- Born: Jakob Frank Denzinger June 29, 1924 Osijek, Kingdom of Yugoslavia
- Died: February 11, 2016 (aged 91) Osijek, Croatia
- Known for: Former Schutzstaffel member; concentration camp guard during the Holocaust

= Jakob Denzinger =

Holocaust concentration camp guard

Jakob Frank Denzinger (June 29, 1924 - February 11, 2016) was a Croatian-American concentration camp guard during the Holocaust. He served at five separate concentration camps across three countries as a member of the SS-Totenkopfverbände, including a lengthy stint as a guard at Auschwitz-Birkenau. In 1956, Denzinger emigrated to the United States, becoming a naturalized citizen in 1972. Following an investigation by the US Justice Department, Denzinger fled the US in 1989 in advance of his denaturalization. An Associated Press investigation reported in October 2014 that despite being denaturalized, Denzinger was still receiving monthly Social Security payments through an immigration loophole. In response to the report, the legislature passed a law closing the loophole. President Barack Obama signed the bill in December 2014.

==Early life==
Jakob Frank Denzinger was born in Osijek, Croatia, then in the Kingdom of Yugoslavia, and was of ethnic German descent. He had at least one brother, named Andrija Denzinger, who is married to Julia Denzinger. In 1950, Jakob married Maria ("Mary"), who was born in Cepin, Croatia on January 17, 1927.

==Nazi era==
During World War II Denzinger served as a guard at five separate concentration and extermination-death camps: The extermination-death camps at Auschwitz and Mauthausen; and concentration camps Plaszow, Sachsenhausen and Buchenwald. At the age of 18 in 1942, Denzinger began serving in the Schutzstaffel. Starting the next year, he served in the Auschwitz extermination-death camp from May 1943 to March 1945. On April 24, 1945, Denzinger was taken prisoner by Allied forces in France. He was presumably held until the end of the war, 2 September 1945.

==Life in America==
Denzinger obtained an entry visa into the United States at the American Embassy in Frankfurt. In October 1956, he entered the US and became naturalized in 1972. He settled in Akron, Ohio.
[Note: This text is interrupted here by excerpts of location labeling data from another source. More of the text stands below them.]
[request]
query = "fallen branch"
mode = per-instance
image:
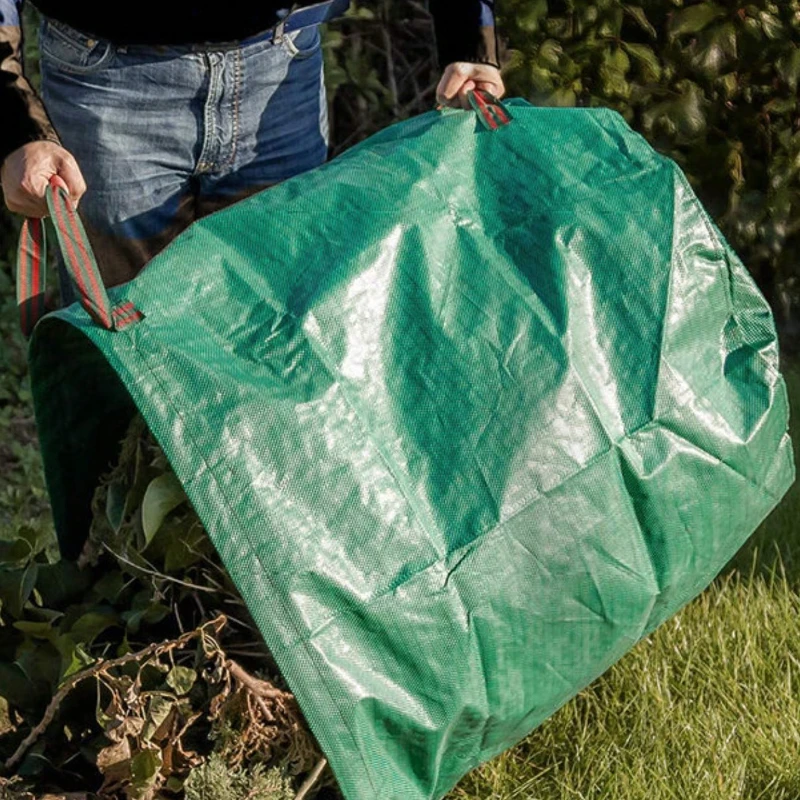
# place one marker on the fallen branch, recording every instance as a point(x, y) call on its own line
point(101, 666)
Working as a plastics executive, Denzinger "had acquired the trappings of success: a Cadillac DeVille and a Lincoln Town Car, a lakefront home, investments in oil and real estate."

Having learned that American authorities had started the denaturalization process against him, Denzinger left for West Germany in August 1989 after packing "a pair of suitcases". In November 1989, just three months after Denzinger had left the country, his U.S. citizenship was revoked.

==Later life==
After arriving in West Germany, Denzinger soon moved to his native Osijek, Croatia, where as of 2014 he lived "in a spacious apartment". In October 2014, the U.S. Justice Department's Office of Special Investigations came under scrutiny of Congress and the press when reports in the press revealed that Denzinger and others were collecting American Social Security benefits while living abroad. Denzinger was one of these men, collecting $1500 a month, about twice the average take home pay of Croatian workers. In response to the report, the legislature passed a law closing the loophole. President Barack Obama signed the bill in December 2014.

In 2014 the Croatian government opened a war crimes investigation into Denzinger. He was wanted in Germany, and his name was on a list of people to be prosecuted specifically for Nazi war crimes. Croatian officials have requested documents from the German government, the United States, and the Simon Wiesenthal Centre to support their investigation.

Denzinger's son Thomas stated, "He's made a new life for himself over there [in Croatia]. But he's angry. He claims he was drafted into the army and he did as he was told. You do as you are told or they line you up against a wall and shoot you. You don’t have any choice".

In Čepin, Croatia, a grave was prepared for Denzinger before his death. The grave has a tombstone on black marble along with gold-colored inscriptions. A portrait photo of Denzinger is included on the tombstone, protected from the elements by a clear plastic coating. Denzinger's wife Maria died on April 26, 2014, in the United States after being diagnosed with lung cancer three days before. Denzinger died in Croatia on February 11, 2016.